I’m agoraphobic. I don’t have enough energy anymore to keep any of the crap at bay. In the past when I have been in therapy, I always reach a point just before I start talking about my childhood and then I stop going. I can’t do that anymore. There is nothing else to blame, nothing else to do but move forward and to do that I must, I must confront the crap.

Friday, December 20, 2013

Acceptance and All Things Brave

The day I finally reached acceptance of my system was like feeling the sun on my face. It was 1996 and I remember I went inside and stood in the doorway of their house and just watched them for a long time. They have a viewer in the middle of the living room, a huge screen where they can watch what is going on outside. They have a sectional couch facing the viewer. On the couch sat Cassi, Cathi, Mimi, Sara, and a handful of Littles. On the back of the couch sat Richi doing his nails and every once in a while interjecting into the conversation. I just watched them and it suddenly occurred to me what they went through. It wasn’t just about me having gone through some terrible times at the hands of my family and their friends, my system did too. They probably got the worst. I stood feeling these enormous emotions slowly start to overtake ma and I remember I started to shake. Soon, I was crying heavily.
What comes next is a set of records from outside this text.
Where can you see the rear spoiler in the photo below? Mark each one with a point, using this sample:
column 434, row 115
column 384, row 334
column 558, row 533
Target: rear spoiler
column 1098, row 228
Soon after that, as they have done my entire life, my system came to me and lifted me up, taking me to the couch and cared for me until I regained my composure. 

I don’t have words to adequately explain my system, what they did, who they are, and what they did for me. Words almost fail me. If it wasn’t for them, I would surely be worse than I am.  
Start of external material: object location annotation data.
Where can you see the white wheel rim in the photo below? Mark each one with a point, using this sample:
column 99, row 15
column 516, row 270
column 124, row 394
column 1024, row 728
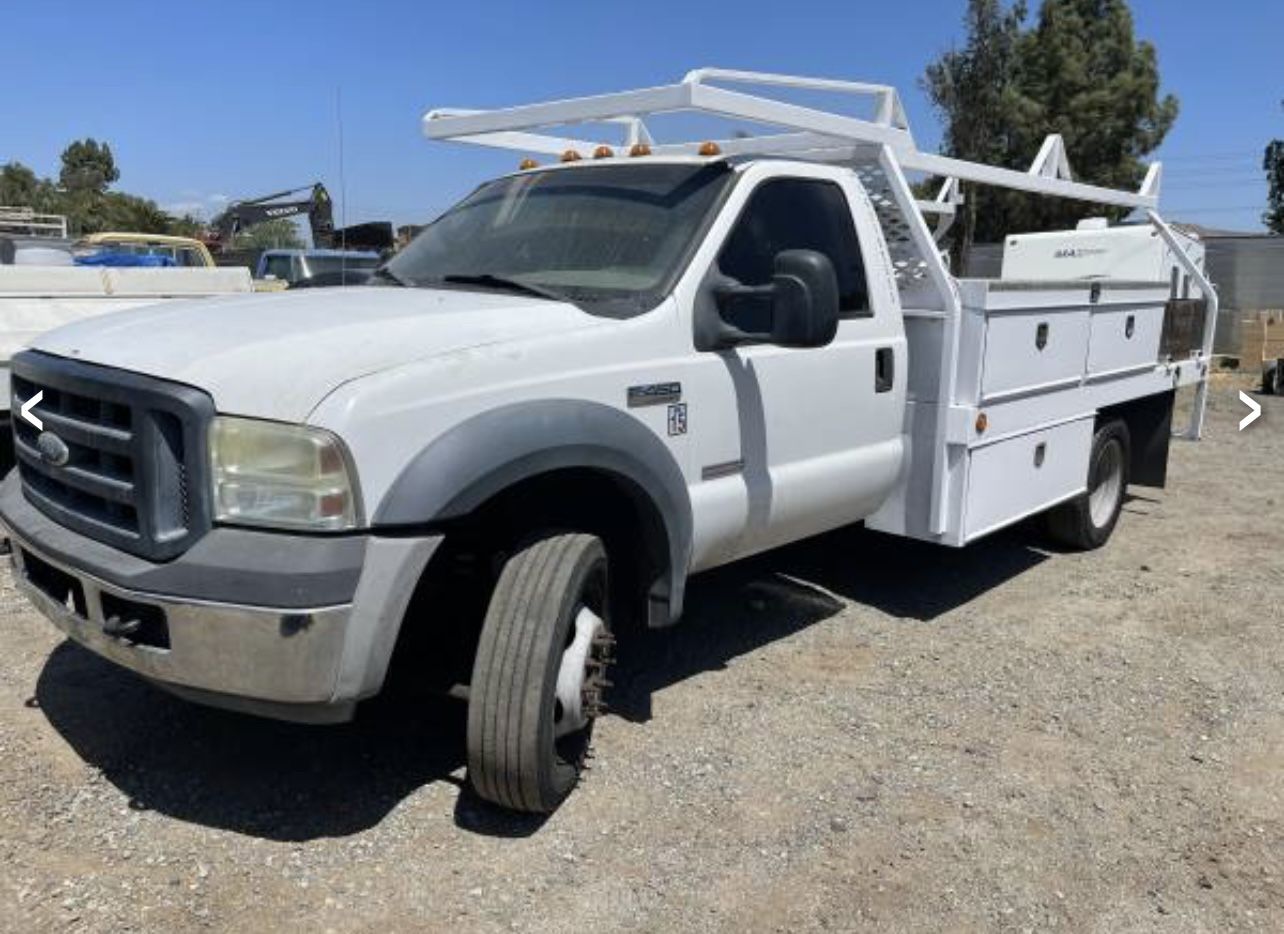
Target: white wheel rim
column 573, row 672
column 1108, row 483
I will never know what it is like to form friendships and bonds after enduring war. I will never fully understand how people share those fundamentally, soul altering experiences when faced with gun fire and carnage. But I can, with 100% clarity, know the bond I have with my system after we endured ongoing onslaughts of repeated torture, rape, mutilation of body and mind, and seeing in their eyes how even the light of day is kept at fingers length. I know the pain of a survivor. I fully grasp and understand how life goes on but in mechanical motion. I know and see how the heart is wrung close to death at the painstaking awareness that people in this world wanted us dead. It is not a cavalier statement, people wanted us dead, erased from the earth, wiped clean of any knowledge to our existence. And when you are a child, fighting against those odds, who you were meant to be becomes moot because that person is gone. In their place is someone who will never fully trust, who is constantly on guard, who is wrought with scars, both external and internal. 


So, looking at my system as the forefront of all things brave, one can begin to fully understand why to me they are heroes.